By far the best part of “Moral Clarity” is its middle section, where Ms. Neiman, drawing on her expertise as a historian of philosophy, reminds us of the way the West received that education in liberal virtues, from the thinkers of the 18th-century Enlightenment. Her portraits of Hume, Rousseau, Voltaire, and above all Kant, are reminders that these philosophers — so easy to malign from either the right or the left — deserve to be cherished as what she calls “enlightenment heroes.”
She argues, for instance, that Voltaire, whose hatred of organized religion is well known, was nevertheless a sincere votary of “natural religion,” capable of awe before Creation and a ferocious dedication to morality. His disdain for Catholicism was not a disdain for God, but for the human perversion of the divine: “Voltaire called the Christian image of God blasphemous; Kant thought it idolatrous. A God who could be bribed with behavior that was good for the sake of reward was no better than a god who could be bribed with the smoke of a sacrifice…. their God looks more like a Mafia boss than a God of justice.” Kant’s categorical imperative, whose moral sublimity entrances Ms. Neiman, was a way of understanding right and wrong that made the biblical promise of reward and punishment seem positively insulting.
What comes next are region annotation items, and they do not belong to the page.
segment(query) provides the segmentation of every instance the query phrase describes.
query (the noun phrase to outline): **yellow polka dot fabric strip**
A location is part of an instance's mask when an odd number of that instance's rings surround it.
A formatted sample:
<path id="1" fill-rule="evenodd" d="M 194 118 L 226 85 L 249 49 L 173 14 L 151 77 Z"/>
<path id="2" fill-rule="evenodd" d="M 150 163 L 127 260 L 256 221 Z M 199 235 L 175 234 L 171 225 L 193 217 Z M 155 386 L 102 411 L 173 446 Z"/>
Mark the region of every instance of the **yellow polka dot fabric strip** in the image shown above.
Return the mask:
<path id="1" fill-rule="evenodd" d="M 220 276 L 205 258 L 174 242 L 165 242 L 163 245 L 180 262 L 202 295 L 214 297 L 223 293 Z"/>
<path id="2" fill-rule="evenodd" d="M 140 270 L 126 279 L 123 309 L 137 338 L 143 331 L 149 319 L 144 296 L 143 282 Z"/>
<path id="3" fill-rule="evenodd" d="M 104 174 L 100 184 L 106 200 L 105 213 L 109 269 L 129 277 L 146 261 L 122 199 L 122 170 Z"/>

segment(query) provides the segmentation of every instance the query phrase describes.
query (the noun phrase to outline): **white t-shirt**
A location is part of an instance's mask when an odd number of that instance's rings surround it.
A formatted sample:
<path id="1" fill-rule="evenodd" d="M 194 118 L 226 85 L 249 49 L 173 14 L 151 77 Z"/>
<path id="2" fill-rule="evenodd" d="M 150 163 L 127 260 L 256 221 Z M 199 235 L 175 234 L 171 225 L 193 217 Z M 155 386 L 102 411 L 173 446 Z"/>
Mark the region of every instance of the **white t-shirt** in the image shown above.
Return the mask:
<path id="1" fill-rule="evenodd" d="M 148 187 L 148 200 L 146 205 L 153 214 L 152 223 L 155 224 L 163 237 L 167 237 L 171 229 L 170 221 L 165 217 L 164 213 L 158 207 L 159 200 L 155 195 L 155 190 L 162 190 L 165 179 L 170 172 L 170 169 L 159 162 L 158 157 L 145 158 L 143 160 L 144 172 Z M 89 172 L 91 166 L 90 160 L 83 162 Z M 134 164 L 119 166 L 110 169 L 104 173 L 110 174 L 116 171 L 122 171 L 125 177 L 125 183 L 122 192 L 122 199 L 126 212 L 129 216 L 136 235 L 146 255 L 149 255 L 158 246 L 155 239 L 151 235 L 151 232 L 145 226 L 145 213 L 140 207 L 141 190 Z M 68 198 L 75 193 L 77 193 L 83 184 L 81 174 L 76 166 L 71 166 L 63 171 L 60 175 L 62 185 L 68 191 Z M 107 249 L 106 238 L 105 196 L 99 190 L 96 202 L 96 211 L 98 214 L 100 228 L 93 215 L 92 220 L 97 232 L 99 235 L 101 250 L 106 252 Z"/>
It is Kant, in fact, who gives Ms. Neiman her metaphor of morality as a process of growing up.
The problem with “Moral Clarity,” which goes far to vitiate the inspiration of its historical insights, is that Ms. Neiman cannot translate this Kantian sublimity into her own language and situation. She is right that human beings need a demanding moral code and a vision of transcendence if they are to find the pursuit of nobility and goodness possible. But she fails completely to show that her own politics — a conventional, Bush-obsessed leftism — are that transcendent morality. They remain, instead, a habit — “left,” she writes, is “where when all’s said and done the heart beats” — and there is nothing in “Moral Clarity” that could change the political beliefs of anyone who does not start out sharing Ms. Neiman’s premises. What she offers instead is a series of earnest clichés: “We are as good as we need to be in order to act as if we are”; “If you believe that progress is possible, you can do something about global warming.” As intellectual therapy for the disheartened left, this may be useful. But therapy, as “Moral Clarity” amply proves, is not philosophy.